Exposição Cidadãos de Junho, na Fundação Casa de Rui Barbosa, memória das manifestações de 2013 (Fernando Frazão/Agência Brasil)
César Caldas*
A abrangente tarefa das forças progressistas para os próximos anos, no Brasil, é de grande complexidade e diferentes níveis de dificuldade para a consecução particular de cada meta. Este texto não pretende nem mesmo tangenciar os subobjetivos da esquerda brasileira que compõem o fim maior: retomar a autoridade central e tornar-se mais relevante na divisão de poder em cada uma das cinco regiões brasileiras, especialmente no centro-sul.
Vladimir Lênin, ao escrever o célebre “Que fazer?” no outono de 1901, que pormenorizou ideias expostas pelo artigo “Por onde começar”, foi direto ao assunto, pela óbvia razão de inexistir no mundo, em seu tempo, experiência anterior do socialismo em uma grande nação. Foi para ele o bastante passar ao papel em poucas linhas, à guisa de introdução, uma radiografia social do império russo para em seguida abordar o conteúdo da necessária ação política e sua organização.
Para compreender a extensão do desafio da esquerda no Brasil, entretanto, é necessário preliminarmente fotografar do alto uma multiplicidade de fatores que levaram ao ocaso de um período de 13 anos de hegemonia no poder decisório executivo federal. Apenas analisando ponto a ponto, de modo digressivo, o histórico dessa década e meia, será possível identificar equívocos e responder a uma indagação imperiosa: onde, quando e no que erramos?
Se a observação do ocorrido nesses últimos tempos deve ser feita a partir de uma lente grande-angular, a resposta necessariamente há de ser plural.
Há muitas hipóteses a testar. Como convém a uma reflexão desse porte, é necessário tipificar em duas categorias distintas cada uma das possíveis causas: as imediatas e as remotas.
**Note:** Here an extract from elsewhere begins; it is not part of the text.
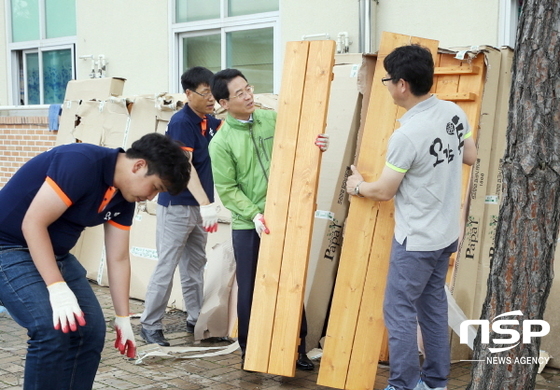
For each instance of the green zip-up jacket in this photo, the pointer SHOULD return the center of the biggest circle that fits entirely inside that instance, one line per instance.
(240, 154)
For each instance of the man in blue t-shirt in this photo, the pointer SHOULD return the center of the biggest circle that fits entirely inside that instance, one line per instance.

Em humilde tentativa de elencar elementos dessa classificação, sugiro a consideração coletiva, pelos atores políticos e sociais, das seguintes conjecturas para as causas imediatas – e complementares entre si – do golpe parlamentar de 2016:
- a) Inabilidade política da ex-presidente Dilma Roussef em dialogar com o Congresso;
- b) Ausência de um articulador político de comprovada capacitação para monitorar e negociar em nome do governo em cada Casa do Congresso Nacional;
- c) Escolha equivocada do partido (PMDB) e da pessoa (Michel Temer) que ocuparia a vice-presidência da República;
- d) Relaxamento e desatenção diante da recomposição de forças da direita, aliadas ao fisiologismo do mesmo PMDB, aos interesses do grande capital financeiro e do oligopólio da mídia, já a partir do dia seguinte à derrota infligida a Aécio Neves; e
- e) Ausência de um “mea culpa” do Partido dos Trabalhadores, com a necessária publicidade e transparência (TV e redes sociais), afastando do governo e do partido qualquer investigado por corrupção, de modo a preservar a marca de severidade e intransigência no trato da coisa pública, que historicamente pertence aos partidos da esquerda no Brasil.
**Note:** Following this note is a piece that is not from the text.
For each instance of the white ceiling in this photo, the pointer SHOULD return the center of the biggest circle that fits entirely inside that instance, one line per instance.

Sem prejuízo da identificação de outros fatores imediatos, que resultaram na deflagração do golpe mascarado de impeachment, um diagnóstico da derrota dos anseios populares expressos na reeleição de Dilma Rousseff em 2014 deve, necessariamente, identificar as causas remotas, primárias, que sirvam de lição histórica a ser aprendida pelos partidos de esquerda no Brasil:
1) O abandono parcial das bases organizacionais da sociedade civil – movimentos sociais, sindicatos, diretórios zonais e municipais, organizações de coletivos e audiências públicas, arregimentação, capacitação e incentivo à militância, bem como plenárias periódicas de diálogo do PT com legendas coirmãs (PCdoB, PSOL, PDT, PCO, PSTU, PSB, etc.); e
2) A pouca importância relativa, por parte da esquerda, dada à tarefa de montar base parlamentar maior e mais consistente no Congresso Nacional, para não depender tanto de frágeis e pouco fieis coligações partidárias.
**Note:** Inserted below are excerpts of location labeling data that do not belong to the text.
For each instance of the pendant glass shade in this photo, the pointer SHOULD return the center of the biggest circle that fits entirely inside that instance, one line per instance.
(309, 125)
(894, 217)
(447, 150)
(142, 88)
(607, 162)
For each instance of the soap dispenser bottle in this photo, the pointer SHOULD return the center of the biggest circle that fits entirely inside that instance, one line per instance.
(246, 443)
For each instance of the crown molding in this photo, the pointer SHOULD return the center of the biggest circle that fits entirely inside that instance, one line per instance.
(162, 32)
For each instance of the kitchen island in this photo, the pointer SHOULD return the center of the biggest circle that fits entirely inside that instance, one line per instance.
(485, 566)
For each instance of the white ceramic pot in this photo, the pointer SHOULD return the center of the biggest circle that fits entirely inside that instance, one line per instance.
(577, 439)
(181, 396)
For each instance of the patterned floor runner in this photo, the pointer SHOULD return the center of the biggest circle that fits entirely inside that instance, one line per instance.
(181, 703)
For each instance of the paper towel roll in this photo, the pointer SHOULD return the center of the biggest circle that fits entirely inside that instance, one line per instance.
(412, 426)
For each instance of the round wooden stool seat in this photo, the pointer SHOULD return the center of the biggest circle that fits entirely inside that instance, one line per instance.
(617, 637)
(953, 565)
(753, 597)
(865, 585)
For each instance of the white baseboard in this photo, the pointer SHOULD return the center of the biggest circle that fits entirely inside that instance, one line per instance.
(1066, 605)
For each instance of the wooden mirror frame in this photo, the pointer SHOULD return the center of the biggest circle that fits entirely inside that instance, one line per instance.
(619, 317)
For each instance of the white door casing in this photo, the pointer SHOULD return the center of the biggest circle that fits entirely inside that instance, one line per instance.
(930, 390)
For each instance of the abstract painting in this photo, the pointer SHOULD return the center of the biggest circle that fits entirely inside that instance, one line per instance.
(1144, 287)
Quer me parecer que esses dois fatores primários foram o ponto de partida, as falhas remotas, a gênese que possibilitou a existência das cinco complementares (de “a” a “e”).
Impõe-se, portanto, que nos debrucemos antes sobre o problema nuclear do alicerce das massas, de modo a reorganizá-las e a fomentar no seu seio um novo engajamento para a luta política: movimento sindical (da base às centrais, passando pelas federações e confederações de trabalhadores organizados), movimento estudantil, da luta pela terra e pela moradia, o negro, o feminista, o LGBT, as Comunidades Eclesiais de Base, algumas das Pastorais da Igreja, associações de bairro, organização e diálogo interpartidário.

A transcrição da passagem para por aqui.